La nuova sede inaugurata presso i locali dell’ex Macello Comunale, concesso in comodato ventennale dal Comune di Portici, si avvia a diventare così luogo di ricerca e divulgazione scientifica per l’intero Paese.
Grande partecipazione dei cittadini e degli addetti ai lavori che hanno potuto ammirare il più grande nucleo di ricerca sulle Tartarughe Marine del Mediterraneo, raccogliendo l’eredità e l’esperienza del Turtle Point di Bagnoli.
L’attuale sede prevede una struttura capace di rendere visibile le tartarughe, monitorate e curate, mostrando, senza alcun filtro, il quotidiano lavoro; una struttura maestosa che ospita laboratori avanzati per le analisi ambientali, un ambulatorio con sala chirurgica e radiologica per le tartarughe marine, oltre ad una ricca esposizione didattica.
Il Centro si avvale di una tecnologia multimediale interattiva fruibile a tutti coloro che visiteranno la sede.

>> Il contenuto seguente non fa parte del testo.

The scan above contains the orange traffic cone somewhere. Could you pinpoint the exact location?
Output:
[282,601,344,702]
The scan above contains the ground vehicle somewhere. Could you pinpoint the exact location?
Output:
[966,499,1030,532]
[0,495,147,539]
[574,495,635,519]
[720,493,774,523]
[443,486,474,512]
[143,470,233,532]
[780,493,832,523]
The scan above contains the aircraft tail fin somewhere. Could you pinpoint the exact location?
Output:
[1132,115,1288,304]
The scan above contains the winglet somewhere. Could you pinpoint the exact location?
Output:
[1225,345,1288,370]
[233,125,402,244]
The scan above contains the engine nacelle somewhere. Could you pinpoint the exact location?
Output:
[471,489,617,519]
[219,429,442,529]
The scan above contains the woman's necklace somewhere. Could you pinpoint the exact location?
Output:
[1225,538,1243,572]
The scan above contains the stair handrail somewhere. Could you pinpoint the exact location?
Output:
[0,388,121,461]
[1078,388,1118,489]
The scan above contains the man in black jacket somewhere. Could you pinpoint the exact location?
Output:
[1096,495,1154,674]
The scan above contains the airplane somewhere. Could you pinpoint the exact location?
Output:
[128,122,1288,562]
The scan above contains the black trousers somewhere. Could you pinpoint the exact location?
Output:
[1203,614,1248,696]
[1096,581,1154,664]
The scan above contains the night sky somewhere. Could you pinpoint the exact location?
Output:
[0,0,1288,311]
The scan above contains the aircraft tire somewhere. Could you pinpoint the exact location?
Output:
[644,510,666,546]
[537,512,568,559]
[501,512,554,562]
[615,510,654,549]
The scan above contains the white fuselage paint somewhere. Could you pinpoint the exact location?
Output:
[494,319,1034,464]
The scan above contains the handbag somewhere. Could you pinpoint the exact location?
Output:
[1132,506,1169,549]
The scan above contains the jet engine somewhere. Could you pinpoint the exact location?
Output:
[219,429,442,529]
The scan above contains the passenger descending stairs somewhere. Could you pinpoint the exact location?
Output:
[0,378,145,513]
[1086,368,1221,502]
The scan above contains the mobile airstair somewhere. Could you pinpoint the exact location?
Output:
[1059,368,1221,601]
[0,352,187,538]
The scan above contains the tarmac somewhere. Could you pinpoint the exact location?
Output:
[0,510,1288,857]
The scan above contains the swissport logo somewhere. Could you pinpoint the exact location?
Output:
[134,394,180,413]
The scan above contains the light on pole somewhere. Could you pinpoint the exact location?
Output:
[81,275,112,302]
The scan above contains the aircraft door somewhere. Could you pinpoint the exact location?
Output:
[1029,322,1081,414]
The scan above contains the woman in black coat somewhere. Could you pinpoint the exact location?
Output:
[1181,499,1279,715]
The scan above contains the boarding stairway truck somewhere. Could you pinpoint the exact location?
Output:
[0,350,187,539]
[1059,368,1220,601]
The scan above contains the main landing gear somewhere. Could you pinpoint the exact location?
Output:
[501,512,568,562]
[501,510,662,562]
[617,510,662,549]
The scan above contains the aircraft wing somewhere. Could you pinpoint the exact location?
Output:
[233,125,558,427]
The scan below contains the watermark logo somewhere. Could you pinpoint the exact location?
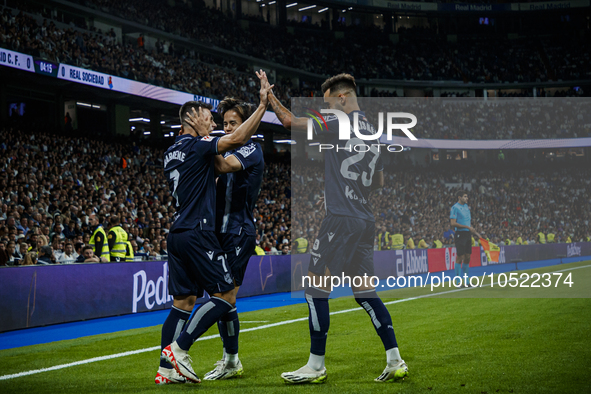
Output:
[306,108,418,141]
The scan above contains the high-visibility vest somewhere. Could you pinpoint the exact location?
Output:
[296,237,308,254]
[125,241,135,261]
[378,231,391,250]
[109,226,127,261]
[88,226,109,261]
[392,233,404,250]
[547,233,556,243]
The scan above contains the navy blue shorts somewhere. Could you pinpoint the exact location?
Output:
[168,229,234,297]
[218,232,256,286]
[308,214,376,276]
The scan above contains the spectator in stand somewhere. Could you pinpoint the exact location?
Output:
[76,245,100,263]
[37,245,56,265]
[58,242,78,264]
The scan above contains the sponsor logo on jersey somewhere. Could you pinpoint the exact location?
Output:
[236,142,257,157]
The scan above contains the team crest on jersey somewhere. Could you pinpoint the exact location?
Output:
[237,143,257,157]
[312,239,320,250]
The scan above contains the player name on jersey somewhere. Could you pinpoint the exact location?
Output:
[164,150,185,167]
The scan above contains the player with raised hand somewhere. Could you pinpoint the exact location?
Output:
[155,70,272,384]
[262,74,408,383]
[195,96,268,380]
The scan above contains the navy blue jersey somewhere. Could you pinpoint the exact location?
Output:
[164,135,219,231]
[216,140,265,235]
[314,111,385,222]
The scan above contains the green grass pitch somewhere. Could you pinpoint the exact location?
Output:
[0,262,591,394]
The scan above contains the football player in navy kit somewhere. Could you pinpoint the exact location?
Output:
[197,97,265,380]
[269,74,408,383]
[155,70,272,384]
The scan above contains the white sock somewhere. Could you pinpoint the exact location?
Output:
[170,341,188,353]
[386,347,402,366]
[226,353,238,368]
[307,353,324,371]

Turisti, cittadini e professionisti del settore, saranno in grado di conoscere i problemi ambientali che affliggono il Mar Mediterraneo oltreché seguire le migrazioni e il comportamento delle tartarughe marine rilasciate dopo le adeguate cure di riabilitazione, grazie agli avanzati sensori di cui saranno dotate.
Con questo nuovo progetto la Stazione Zoologica Anton Dohrn, in stretta collaborazione con le Università e gli Enti di Ricerca, vuole promuovere e sviluppare la ricerca scientifica per la tutela della risorsa mare ed essere strumento esecutivo e di servizio per le Istituzioni, la Scuola, la Pubblica Amministrazione.
“Grazie alla nuova sede di Portici ci avviamo a difendere il mare, monitorarlo e curarlo, con lo scopo di permettere anche una nuova educazione culturale in difesa dell”ambiente marino” – questo è uno dei propositi dell’Ente di Ricerca, come ha spiegato il Direttore della SZN, Vincenzo Saggiomo.